TCKs should be able to reference tests from TCKs of
dependent specs to ensure compatibility (may be
partly) - therefore references need to be stable.
One option to achieve that would be code duplication
(antipattern) or executing the dependent tests
directly (that in fact what the platform TCK might do
in the future, partly now and therefore my vote for a
clean project structure with resulting clean
namespaces - but again, that will be discussed
somewhere else... ;-) ).
One theoretical example, for having to fix a dependent
final spec (including one of the involved TCKs) might
be if only the combination of multiple dependent specs
result in an issue that prevents the technical
combination of the two technologies at all at the
higher level. I.e. Jakarta Spec A can not combine
successful already released Jakarta Spec B and Jakarta
Spec C final versions. This results in a new final
release need to be done at least at one of the leaf
dependent specs to be able to combine them in Jakarta
Spec A. When they are in a M or RC state, it can be
fixed easier with another RC before all could become
final at least.
Note: This all is true for all specs with
dependencies, which make them to (or let them behave
like) umbrella specs like the profiles (Platform aka
Full Profile, Web Profile and Core Profile including
profiles and optional Jakarta specs like NoSQL) to
some degree (!)
I hope this will be helpful for clarifying the TCK
process and implementation.
May be, it's worth to think
about a change in the Eclipse Foundation Technology
Compatibility Kit License (
https://www.eclipse.org/legal/tck.php),
if this is necessary with the split up TCKs?
Best,
Jan
Am 26.01.22 um 15:10
schrieb Scott Stark:
Because TCKs and APIs are not the same
thing. You cannot make a compatibility claim using
APIs. You do not get essential patent rights based
on your API version. Both of those things are done
under the current TCK process using the final TCK
that has the Eclipse Foundation Technology
Compatibility Kit License (
https://www.eclipse.org/legal/tck.php)
which only the final version of the TCK should have
bundled. This is the current TCK process and to
allow ratifying compatible implementations to use
non-final TCKs would require some EFSP change.

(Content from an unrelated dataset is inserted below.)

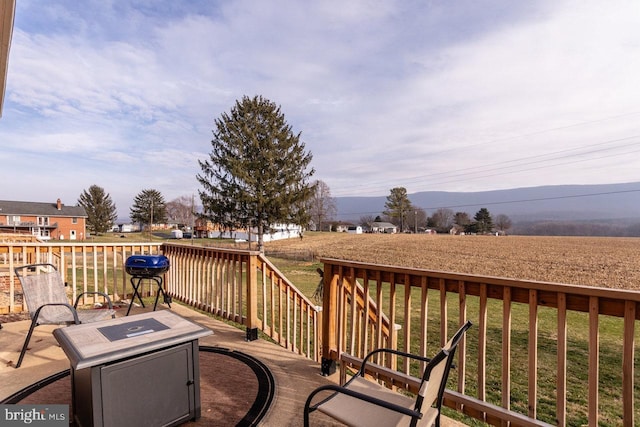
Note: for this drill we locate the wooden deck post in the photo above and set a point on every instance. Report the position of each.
(252, 298)
(329, 322)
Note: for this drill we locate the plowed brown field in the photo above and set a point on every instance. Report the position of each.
(594, 261)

You can release a TCK whenever you
want. I don't see what benefit you are deriving from
ratifying using a non-final TCK. Both the scope of
scope of essential patents and grant of those
patents derive from the final specification and
final TCK. The benefit of non-final APIs is that it
simplifies the circular nature of having to produce
a compatible implementation to ratify the final API,
spec and TCK. The final TCK becomes the source of
truth relative to whether the compatible
implementation has appropriate APIs and behavior.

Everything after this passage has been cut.